I push harder on the machine, punishing it for this impossible feeling overcoming me, the heat, the sweat and most of the time the overwhelming need to cry. The hormones are raging, pushing and pulling me, filling me simultaneously with angst and hot sexual need. I ride higher and faster, stomping, straining, running; ignoring the pain in the knees, the sticking of the joints, and most of all, ignoring the desire to just lay down and give into the hormones. I carry on, filling my mind with erotic images while my body protests that it is no longer 18. I push while I pretend to dance, glide while I transport my mind to an earlier time and age.
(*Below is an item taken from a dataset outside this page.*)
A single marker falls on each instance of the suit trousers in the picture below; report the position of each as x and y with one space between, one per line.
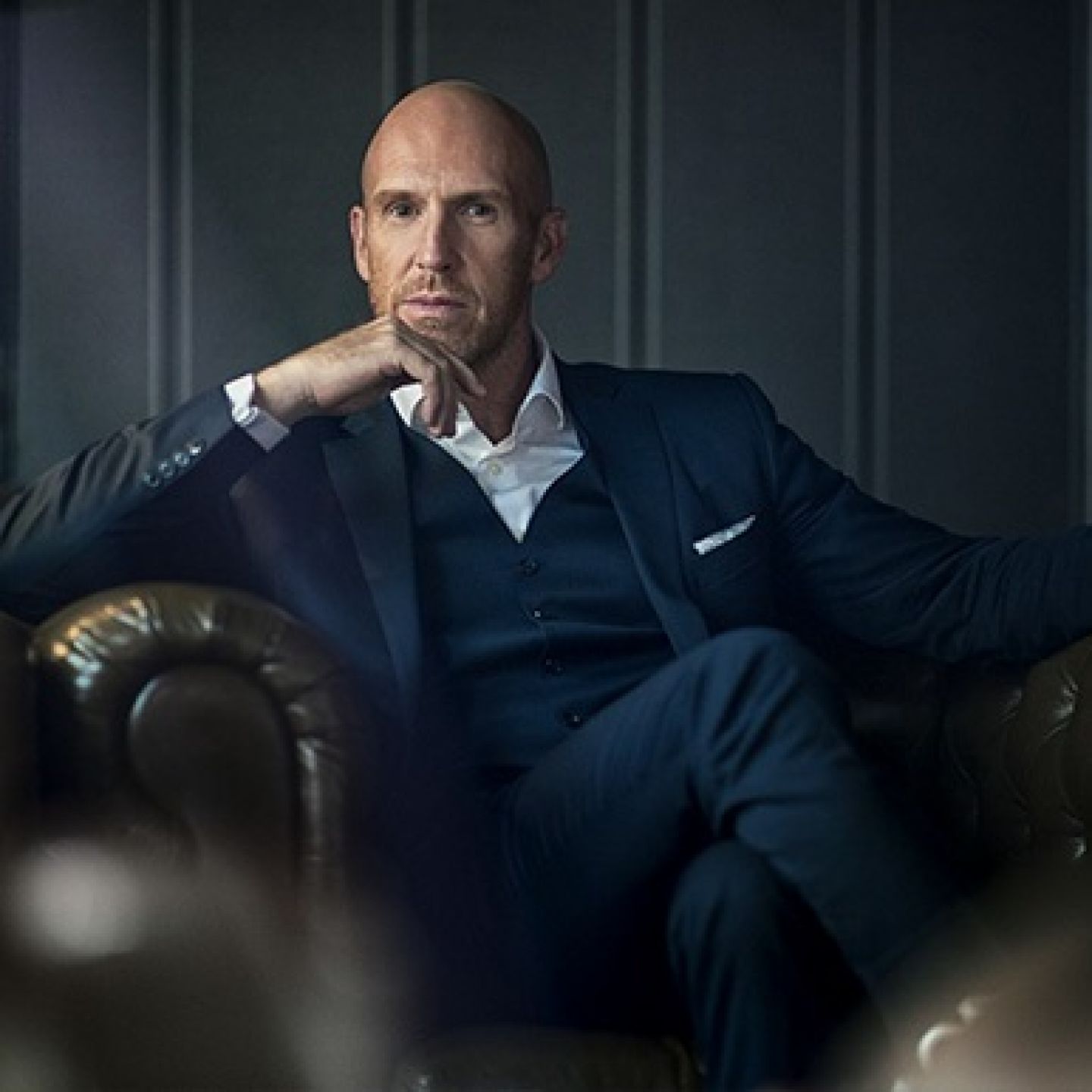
719 814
The minutes tick by as fast as the years. Where was I when I met him? Who was I with? How did it end? I work to burn off the energy and take my brain to an even plain, a place where I am still in control and my body listens to my commands. I ride hard to lose the anxiety, the stress and the fear. Will I ever feel that joy again? Will I ever be a rising star at work again? Am I doing a good job as a Mom while I feel so out of control? When will it be about me again and will I be ready? How long with this ocean of desire last? And do I want it too? I ride to enjoy and ride to forget. I ride to make it through the day.
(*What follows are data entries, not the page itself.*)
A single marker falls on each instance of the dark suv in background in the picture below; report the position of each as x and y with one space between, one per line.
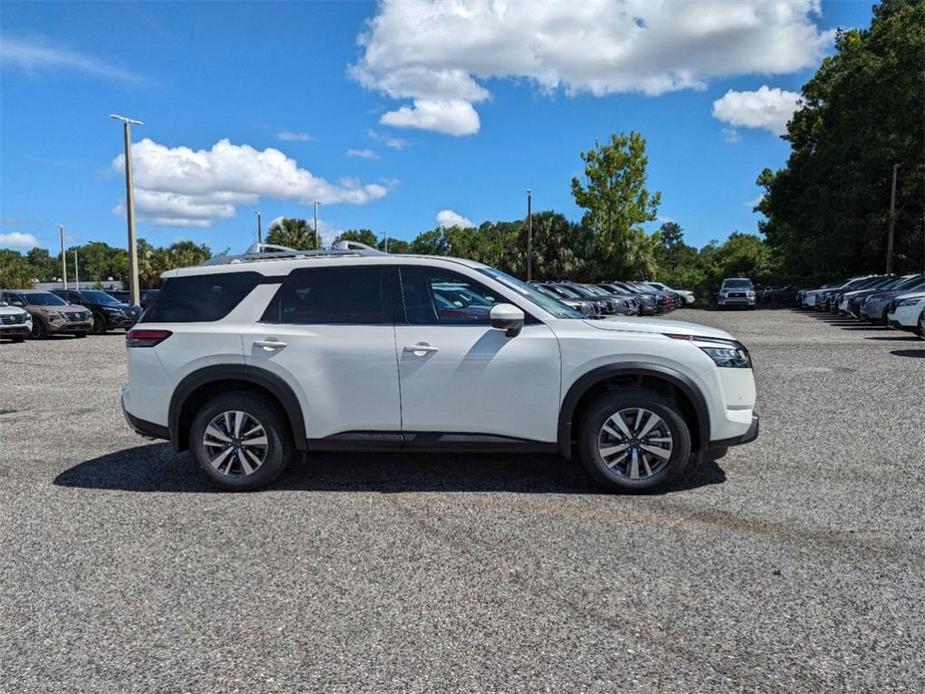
108 312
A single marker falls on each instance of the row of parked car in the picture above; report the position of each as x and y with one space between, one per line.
617 298
894 300
38 314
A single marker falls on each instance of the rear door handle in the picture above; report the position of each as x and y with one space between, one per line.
270 344
420 349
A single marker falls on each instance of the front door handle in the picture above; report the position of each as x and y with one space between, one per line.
270 344
420 349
Finally, the energy spent, I return my brain to present day Mom, the one who has to plan the day, run the house and organize the fun. The one who does laundry while cooking breakfast, defrosting dinner, packing her lunch and putting on her work clothes. The one who leaves the house an hour early to drive her kids to choir practice and flag football. The one who puts on her makeup while waiting in traffic. The one who somehow holds it together while being ignored at work, pretending life is good and smiling at everyone, when she would rather scream , "Don't you know how I feel??? Are you really that stupid?" The one Mom who loves her life, her kids and their every changing lives. The one who feels the heat and laughs at the world. The one who secretly smiles at cute guys thinking, "Red Roof Inn, 5:30?" The one who hears the hormones rage in her teenagers and thinks, "I can relate."